Outcomes of the Study Population

Table 2 summarizes the occurrences of CKD and the mortality rate in both cohorts. The results show that more patients suffered from the occurrence of CKD in cohort B than those in cohort A who received early H. pylori eradication (8.49% vs. 6.70%, respectively, p = 0.0075); the mortality rate was also higher in cohort B (4.76% vs. 3.70%, respectively, p = 0.0376).
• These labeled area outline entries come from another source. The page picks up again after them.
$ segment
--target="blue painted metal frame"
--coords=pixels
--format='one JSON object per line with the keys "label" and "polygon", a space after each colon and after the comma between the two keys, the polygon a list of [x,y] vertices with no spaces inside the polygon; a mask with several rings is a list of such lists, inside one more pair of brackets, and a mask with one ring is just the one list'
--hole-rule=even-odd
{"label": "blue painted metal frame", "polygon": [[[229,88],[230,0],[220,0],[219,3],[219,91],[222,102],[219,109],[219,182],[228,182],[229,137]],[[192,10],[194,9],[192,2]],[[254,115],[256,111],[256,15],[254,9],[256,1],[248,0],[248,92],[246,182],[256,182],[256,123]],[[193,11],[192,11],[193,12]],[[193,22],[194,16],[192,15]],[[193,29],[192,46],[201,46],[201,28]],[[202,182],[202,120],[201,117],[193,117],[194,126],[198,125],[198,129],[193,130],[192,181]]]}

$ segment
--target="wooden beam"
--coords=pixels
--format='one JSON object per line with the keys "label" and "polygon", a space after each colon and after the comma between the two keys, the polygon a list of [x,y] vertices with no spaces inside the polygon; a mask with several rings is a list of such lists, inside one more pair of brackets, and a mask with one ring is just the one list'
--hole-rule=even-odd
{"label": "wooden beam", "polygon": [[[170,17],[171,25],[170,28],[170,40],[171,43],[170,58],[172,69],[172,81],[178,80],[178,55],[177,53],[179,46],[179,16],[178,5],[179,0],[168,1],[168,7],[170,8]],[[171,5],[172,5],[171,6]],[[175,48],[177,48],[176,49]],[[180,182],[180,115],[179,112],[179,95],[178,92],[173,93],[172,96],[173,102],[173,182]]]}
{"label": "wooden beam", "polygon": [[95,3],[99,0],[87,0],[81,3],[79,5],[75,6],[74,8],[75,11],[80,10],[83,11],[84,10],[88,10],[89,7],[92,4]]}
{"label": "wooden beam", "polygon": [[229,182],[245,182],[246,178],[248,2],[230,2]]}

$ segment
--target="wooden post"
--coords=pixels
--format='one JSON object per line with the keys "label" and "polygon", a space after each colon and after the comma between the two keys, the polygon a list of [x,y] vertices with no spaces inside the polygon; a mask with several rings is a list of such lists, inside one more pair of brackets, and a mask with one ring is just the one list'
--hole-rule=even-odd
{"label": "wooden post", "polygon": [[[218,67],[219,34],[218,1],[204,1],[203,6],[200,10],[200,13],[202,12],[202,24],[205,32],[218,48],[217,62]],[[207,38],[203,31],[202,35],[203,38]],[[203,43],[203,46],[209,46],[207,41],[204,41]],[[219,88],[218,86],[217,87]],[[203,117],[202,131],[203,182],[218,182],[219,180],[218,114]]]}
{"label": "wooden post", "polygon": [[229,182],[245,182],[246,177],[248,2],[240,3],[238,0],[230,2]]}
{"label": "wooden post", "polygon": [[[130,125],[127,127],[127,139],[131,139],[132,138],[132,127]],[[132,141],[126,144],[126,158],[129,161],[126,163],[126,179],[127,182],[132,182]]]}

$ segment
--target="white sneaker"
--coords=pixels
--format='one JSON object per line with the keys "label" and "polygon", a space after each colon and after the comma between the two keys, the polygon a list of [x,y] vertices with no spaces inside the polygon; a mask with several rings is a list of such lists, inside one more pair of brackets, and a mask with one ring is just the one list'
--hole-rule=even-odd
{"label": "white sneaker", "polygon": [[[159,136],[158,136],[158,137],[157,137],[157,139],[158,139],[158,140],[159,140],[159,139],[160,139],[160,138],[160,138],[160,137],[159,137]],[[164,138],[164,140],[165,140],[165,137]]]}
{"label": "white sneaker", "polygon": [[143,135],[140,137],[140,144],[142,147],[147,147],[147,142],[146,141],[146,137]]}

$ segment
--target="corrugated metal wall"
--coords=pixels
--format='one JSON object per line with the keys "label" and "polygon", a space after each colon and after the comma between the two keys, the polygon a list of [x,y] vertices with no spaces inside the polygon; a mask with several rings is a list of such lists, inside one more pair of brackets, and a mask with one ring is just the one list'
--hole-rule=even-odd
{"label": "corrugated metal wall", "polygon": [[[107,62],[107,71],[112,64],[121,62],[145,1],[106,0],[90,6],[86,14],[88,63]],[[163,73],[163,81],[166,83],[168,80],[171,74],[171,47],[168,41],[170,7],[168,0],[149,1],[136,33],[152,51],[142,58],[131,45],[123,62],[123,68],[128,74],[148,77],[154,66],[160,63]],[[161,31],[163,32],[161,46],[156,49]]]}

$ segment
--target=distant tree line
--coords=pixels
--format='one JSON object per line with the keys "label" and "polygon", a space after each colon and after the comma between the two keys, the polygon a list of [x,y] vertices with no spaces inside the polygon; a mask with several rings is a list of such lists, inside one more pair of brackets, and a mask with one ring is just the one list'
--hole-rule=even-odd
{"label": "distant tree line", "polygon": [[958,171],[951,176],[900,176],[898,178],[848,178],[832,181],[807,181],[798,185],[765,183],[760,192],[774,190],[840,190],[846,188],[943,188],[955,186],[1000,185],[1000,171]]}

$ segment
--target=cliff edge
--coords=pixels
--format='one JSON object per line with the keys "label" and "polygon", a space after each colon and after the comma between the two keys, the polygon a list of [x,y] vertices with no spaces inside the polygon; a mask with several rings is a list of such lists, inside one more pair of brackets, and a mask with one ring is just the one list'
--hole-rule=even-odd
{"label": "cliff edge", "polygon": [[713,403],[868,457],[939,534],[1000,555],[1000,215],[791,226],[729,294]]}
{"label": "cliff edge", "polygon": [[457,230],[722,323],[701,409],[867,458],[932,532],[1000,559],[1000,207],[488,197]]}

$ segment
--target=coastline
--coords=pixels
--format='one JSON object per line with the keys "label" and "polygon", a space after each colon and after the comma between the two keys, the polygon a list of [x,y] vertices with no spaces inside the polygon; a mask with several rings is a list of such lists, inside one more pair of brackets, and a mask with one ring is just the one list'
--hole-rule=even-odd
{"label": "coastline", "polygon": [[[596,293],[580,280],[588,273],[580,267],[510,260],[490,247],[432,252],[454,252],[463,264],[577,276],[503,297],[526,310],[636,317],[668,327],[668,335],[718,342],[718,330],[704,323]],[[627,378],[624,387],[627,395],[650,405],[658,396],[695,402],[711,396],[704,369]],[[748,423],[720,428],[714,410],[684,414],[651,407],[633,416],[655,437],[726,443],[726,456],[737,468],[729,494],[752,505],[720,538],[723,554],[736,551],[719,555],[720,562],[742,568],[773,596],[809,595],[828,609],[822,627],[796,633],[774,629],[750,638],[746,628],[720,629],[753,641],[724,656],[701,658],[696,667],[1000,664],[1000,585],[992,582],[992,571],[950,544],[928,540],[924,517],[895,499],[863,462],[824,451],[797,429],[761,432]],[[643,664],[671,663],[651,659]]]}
However, when we compared cohort B to all those in cohort A who received H. pylori eradication, there was no significant difference in CKD occurrence (8.49% vs. 7.88%, respectively, p = 0.3437) or mortality rate (4.76% vs. 4.51%, respectively, p = 0.6135).

Multivariate Analysis

By Cox proportional hazard regression analysis, H. pylori eradication was not a significant protective factor against CKD (HR: 1.02, 95% CI: 0.86–1.20, p = 0.8349) or death (HR: 1.05, 95% CI: 0.84–1.32, p = 0.6511) after adjusting for age, sex, Charlson score, and nephrotoxicity drug use (Tables 3 and 4). However, older age, pulmonary disease, connective tissue disorders, and diabetes were risk factors for CKD. In the mortality analysis, older age, male sex, congestive heart failure, connective tissue disorders, liver disease, diabetes, and acute kidney injury were risk factors for death.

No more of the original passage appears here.